Fans in the Bay Area only wish.
Ellis had 39 points and 11 assists, Dorell Wright scored 32 points and the Warriors came back from 21 points down to stun the Orlando Magic 123-120 in overtime Friday night in a wild game that set a new record for most combined 3-pointers made.
”That’s an NBA classic right there for sure,” said Wright, who was 8 for 11 from long range.
Stephen Curry added 22 points and 12 assists, and the Warriors set a franchise record for 3-pointers made to highlight a furious second-half push that toppled the Magic in thrilling fashion. Golden State finished 21 for 35 from beyond the arc.
Jason Richardson scored 30 points and Jameer Nelson had 24 points in another underwhelming performance for the Magic against an inferior opponent. Orlando was 15 for 32 from long range, making the 36 combined 3-pointers the most in league history.
The previous record was 32 set by Seattle at Phoenix on Jan. 22, 2006.
”If we can’t defend the 3-point line any better, we’ll get our (butts) kicked again,” Magic coach Stan Van Gundy said.
”I think we kind of looked at the scoreboard and figured we were going to be up by 20 and it was going to be a blowout game,” Richardson said. ”We just didn’t finish the game hard in the first half, and in the second half they got a little confidence and went on a run.”
The Magic wasted another lead – the same way they did in Sacramento two nights earlier, except they came back to win that one – with a poor defensive effort after the break. And by the time they tried to pull away again, it was just too late.
The Warriors couldn’t miss. Neither team could, really.
Orlando went back ahead by five in the fourth quarter when Golden State started another rally. Wright and Curry each made a 3-pointer to give Golden State a 98-94 lead with 1:48 remaining.

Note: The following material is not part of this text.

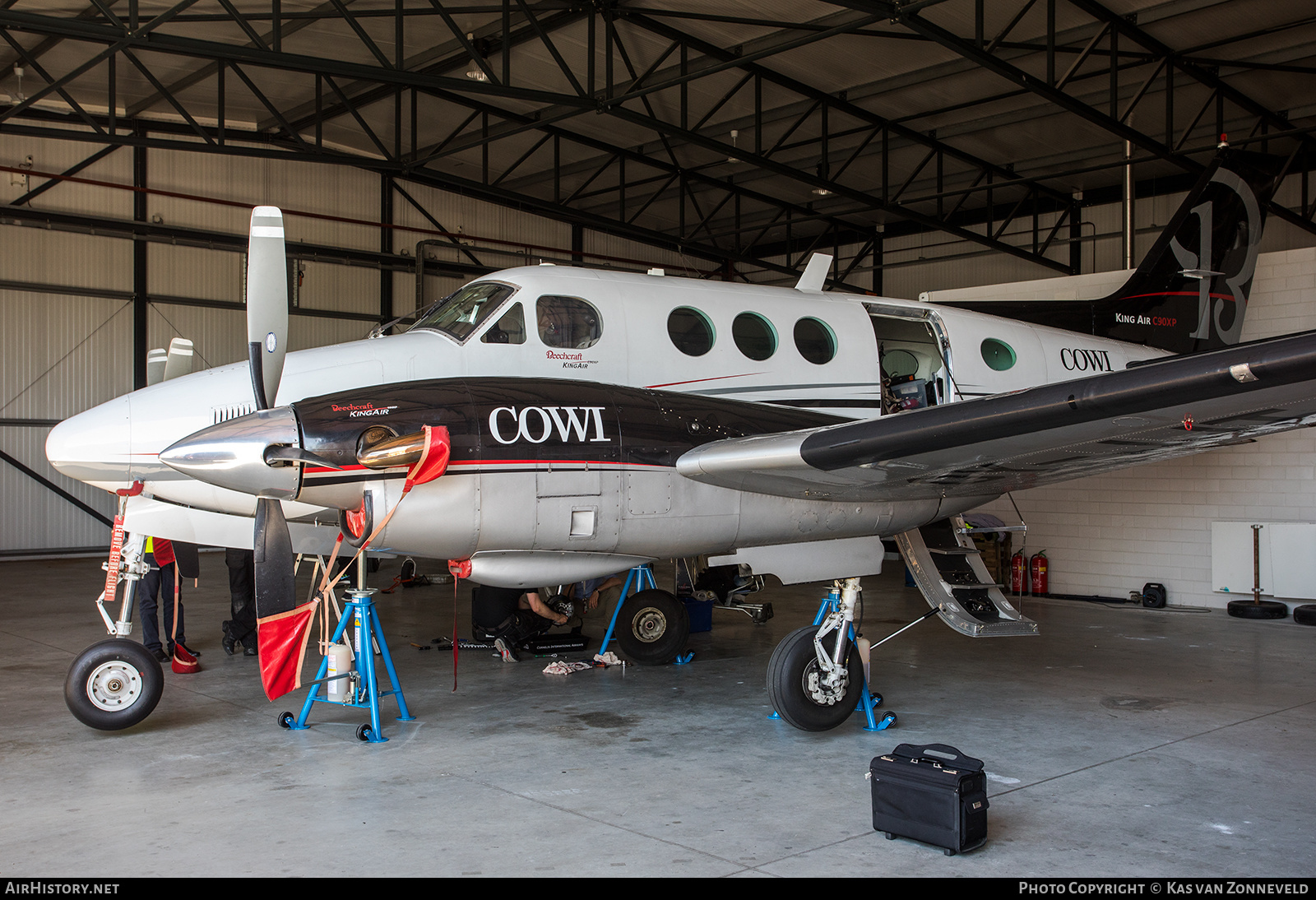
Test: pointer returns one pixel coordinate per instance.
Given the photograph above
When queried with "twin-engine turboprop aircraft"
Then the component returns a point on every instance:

The teams traded baskets until Ellis turned the ball over with an errant pass that landed in the hands of Nelson. Orlando rushed up court and a wide-open Hedo Turkoglu hit a 3-pointer from the top of the arc with 8.3 seconds left to tie it.
With a final chance to win it in regulation, Dwight Howard deflected a pick-and-roll pass from Curry, and time expired in the scramble for the ball. The extra period only provided even more drama.

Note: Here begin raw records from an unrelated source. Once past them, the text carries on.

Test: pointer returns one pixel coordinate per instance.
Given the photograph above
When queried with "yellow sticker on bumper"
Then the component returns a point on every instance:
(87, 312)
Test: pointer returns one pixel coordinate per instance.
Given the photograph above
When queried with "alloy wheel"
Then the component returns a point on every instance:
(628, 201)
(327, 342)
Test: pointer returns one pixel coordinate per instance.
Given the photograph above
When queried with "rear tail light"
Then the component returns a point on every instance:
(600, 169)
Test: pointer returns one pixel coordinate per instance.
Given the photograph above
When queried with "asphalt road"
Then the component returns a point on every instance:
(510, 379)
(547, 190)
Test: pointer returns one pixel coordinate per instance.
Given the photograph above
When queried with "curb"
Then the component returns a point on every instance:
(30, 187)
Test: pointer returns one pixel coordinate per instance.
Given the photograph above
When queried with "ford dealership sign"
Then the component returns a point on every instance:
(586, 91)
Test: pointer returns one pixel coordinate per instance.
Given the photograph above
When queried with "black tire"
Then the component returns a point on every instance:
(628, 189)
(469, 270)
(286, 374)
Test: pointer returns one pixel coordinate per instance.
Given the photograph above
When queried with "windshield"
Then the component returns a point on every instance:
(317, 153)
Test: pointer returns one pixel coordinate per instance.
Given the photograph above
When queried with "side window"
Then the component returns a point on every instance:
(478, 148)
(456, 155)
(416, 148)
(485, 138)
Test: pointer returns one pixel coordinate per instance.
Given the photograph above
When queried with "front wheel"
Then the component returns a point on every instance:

Ellis finished over Turkoglu with a dazzling layup, his back to the basket as he flicked it off the glass and in for a three-point play to help put Golden State ahead by four. The Magic answered over and over with big baskets of their own. Jason Richardson’s 3-pointer brought them back within a point.
Down by two in the final minute of overtime, Nelson stole the inbound pass and seemingly converted a layup for a three-point play – but Ellis forced a charging call, then made two free throws to put Golden State ahead by four.
The Magic had one last chance to send it to a second overtime, with Turkoglu and Richardson each missing 3-point attempts in the final seconds before the buzzer sounded, sending confetti falling from the rafters in one of the biggest wins of the season for Golden State.
It was a scene few could’ve imagined early on.
The Magic turned things into their own personal highlight show in the first half: Howard spun baseline for an alley-oop dunk from Jameer Nelson, Richardson had another, and a flurry of 3-pointers buried the Warriors in a 21-point hole by the second quarter.
All they did from there was blow it.
Golden State came out in the second half with a 27-12 run, going ahead 69-68 on Wright’s 3-pointer with 4:28 left in the third quarter. The offensive outpouring had Lacob – who had his father in attendance – out of his courtside seat, high-fiving fans and punching the air in an emphatic celebration.
”We’ll shock some people and win some big games like this,” Warriors coach Keith Smart said. ”But it’s still a process to where we can grow this team to where we have a legitimate, contending team every year.”
Notes: Magic backup SG J.J. Redick missed the game after he pulled a muscle in his lower abdomen during the team’s morning workout. … Orlando has several ties to Golden State. Richardson and fellow G Gilbert Arenas, and Magic president and general manager Otis Smith and player development pointman Adonal Foyle all once played for the Warriors. Smith also worked in Golden State’s management after his playing career. … A moment of silence was held before the game for victims of a powerful tsunami in Japan that was caused by an earthquake Friday.